O fiel amargor da chuva desesperante

Estava sentado na estação de metrô, com suas flores caídas… elas caíam conforme sua face se desmanchava.

Não só sua face desmanchava, todo seu corpo, seu âmago.

A sensação que subia à sua boca era aquela mesma: o desmanchar de seu ser, desfazendo-se em desespero e desalegria.

Suas rosas estavam querendo brilhar com as gotículas de água. Aquela cena sem uma chuva seria impossível. E ela, fiel, estava lá. Amarga.

O seu redor passava a ter um tom avermelhado. Percebera que sequer aquelas rosas, aquelas rosas vermelhas… não eram tão vermelhas assim.

Isso era o máximo da infelicidade, pensou. Afirmava com certeza.

Ele não estava mais sentado, com suas mãos perdidas entre as pernas ensopadas.

Estava de pé, sob a amarga e radiante chuva. A fiel traidora.

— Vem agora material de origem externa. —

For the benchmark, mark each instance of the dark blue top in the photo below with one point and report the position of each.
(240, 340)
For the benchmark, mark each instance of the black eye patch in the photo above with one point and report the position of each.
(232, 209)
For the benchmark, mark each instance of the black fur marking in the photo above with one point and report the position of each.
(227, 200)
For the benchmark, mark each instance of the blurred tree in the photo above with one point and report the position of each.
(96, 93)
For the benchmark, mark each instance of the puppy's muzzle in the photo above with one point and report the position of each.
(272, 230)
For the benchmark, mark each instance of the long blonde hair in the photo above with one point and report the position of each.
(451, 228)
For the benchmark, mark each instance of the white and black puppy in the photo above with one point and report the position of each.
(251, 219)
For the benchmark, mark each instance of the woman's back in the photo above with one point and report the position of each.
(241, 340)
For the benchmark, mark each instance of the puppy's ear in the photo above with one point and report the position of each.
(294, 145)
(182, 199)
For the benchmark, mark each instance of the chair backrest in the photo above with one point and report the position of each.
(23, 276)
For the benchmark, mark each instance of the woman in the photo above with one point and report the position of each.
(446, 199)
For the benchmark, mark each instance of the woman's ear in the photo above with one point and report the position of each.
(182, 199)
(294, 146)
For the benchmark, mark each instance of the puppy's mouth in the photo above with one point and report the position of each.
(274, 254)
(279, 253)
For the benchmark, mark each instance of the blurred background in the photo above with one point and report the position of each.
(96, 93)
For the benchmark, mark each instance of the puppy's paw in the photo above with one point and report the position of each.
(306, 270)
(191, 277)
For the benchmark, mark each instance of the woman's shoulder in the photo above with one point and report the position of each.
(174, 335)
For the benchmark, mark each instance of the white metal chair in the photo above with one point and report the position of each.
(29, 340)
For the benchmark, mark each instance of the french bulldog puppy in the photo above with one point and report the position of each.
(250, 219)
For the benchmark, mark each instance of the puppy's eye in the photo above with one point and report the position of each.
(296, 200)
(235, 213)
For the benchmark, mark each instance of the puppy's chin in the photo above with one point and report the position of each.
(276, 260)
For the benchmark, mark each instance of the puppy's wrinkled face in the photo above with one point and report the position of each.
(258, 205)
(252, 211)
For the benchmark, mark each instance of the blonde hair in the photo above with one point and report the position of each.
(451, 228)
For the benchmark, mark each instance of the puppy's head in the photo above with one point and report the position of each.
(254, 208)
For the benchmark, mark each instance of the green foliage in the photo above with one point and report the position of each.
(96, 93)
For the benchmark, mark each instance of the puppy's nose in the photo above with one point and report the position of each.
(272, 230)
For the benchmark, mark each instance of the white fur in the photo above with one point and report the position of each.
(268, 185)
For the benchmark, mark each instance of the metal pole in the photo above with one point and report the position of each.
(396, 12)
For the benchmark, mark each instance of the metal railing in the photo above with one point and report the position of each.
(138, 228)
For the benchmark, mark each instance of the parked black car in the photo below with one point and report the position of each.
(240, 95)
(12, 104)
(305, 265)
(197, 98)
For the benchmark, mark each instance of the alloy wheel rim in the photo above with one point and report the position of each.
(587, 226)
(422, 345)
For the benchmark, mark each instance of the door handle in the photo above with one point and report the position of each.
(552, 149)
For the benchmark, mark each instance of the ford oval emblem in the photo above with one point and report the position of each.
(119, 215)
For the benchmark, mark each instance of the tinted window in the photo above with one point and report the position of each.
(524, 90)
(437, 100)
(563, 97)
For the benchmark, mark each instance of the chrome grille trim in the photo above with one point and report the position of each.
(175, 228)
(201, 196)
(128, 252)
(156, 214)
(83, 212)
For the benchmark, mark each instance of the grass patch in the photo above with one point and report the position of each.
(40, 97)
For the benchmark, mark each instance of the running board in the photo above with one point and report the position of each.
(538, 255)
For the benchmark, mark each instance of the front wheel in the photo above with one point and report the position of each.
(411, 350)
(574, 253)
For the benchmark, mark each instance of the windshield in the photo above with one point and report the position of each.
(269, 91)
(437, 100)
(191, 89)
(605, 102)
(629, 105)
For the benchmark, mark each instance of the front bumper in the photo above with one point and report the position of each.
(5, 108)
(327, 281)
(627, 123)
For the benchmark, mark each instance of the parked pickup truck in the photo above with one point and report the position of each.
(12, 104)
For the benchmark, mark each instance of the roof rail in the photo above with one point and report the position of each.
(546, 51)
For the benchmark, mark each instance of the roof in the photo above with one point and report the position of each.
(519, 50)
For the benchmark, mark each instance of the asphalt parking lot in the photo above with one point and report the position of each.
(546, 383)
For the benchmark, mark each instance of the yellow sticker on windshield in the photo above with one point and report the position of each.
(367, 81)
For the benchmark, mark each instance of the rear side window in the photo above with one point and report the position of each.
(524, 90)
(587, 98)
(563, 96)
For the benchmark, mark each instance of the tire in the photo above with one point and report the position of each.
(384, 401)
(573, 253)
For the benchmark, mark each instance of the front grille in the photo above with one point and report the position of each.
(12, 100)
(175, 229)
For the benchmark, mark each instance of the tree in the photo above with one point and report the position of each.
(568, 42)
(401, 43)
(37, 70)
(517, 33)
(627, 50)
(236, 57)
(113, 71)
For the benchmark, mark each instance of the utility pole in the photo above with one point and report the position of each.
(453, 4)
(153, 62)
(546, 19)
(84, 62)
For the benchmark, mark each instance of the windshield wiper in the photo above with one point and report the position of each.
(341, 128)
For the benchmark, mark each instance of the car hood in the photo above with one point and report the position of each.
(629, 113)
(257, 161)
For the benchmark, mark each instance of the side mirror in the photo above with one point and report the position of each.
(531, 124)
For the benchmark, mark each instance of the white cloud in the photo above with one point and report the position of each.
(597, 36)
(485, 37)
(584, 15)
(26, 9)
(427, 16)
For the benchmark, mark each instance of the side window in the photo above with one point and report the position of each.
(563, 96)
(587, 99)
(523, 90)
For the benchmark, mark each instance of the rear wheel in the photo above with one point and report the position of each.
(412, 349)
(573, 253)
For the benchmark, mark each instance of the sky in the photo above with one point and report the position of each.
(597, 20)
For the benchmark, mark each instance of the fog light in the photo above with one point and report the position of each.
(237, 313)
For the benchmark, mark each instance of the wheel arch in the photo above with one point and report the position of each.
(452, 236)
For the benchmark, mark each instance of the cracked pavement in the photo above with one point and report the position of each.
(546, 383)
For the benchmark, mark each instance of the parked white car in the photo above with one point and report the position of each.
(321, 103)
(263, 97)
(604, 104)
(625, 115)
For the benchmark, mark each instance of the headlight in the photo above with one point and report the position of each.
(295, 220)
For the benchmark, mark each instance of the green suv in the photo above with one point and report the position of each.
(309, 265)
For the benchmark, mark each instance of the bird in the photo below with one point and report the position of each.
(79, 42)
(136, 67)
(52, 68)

Molhava-me.

Um amigo, uma vez, um culto e gentil amigo, disse: a chuva é boa, pois ela levará consigo seus pecados.

Por favor, chuva, leve a mim e deixe os pecados… pelo menos, eles têm algo a lembrar.

Alguém para lembrar.

Sentia o gosto de sal em sua boca.

O sal de seu suor.

Correra, correra o máximo que podia naquele dia. O relógio, maior inimigo daqueles que surpreendem, contou-lhe que cada minuto que ele corria, mais próximo do desfazer ele estava.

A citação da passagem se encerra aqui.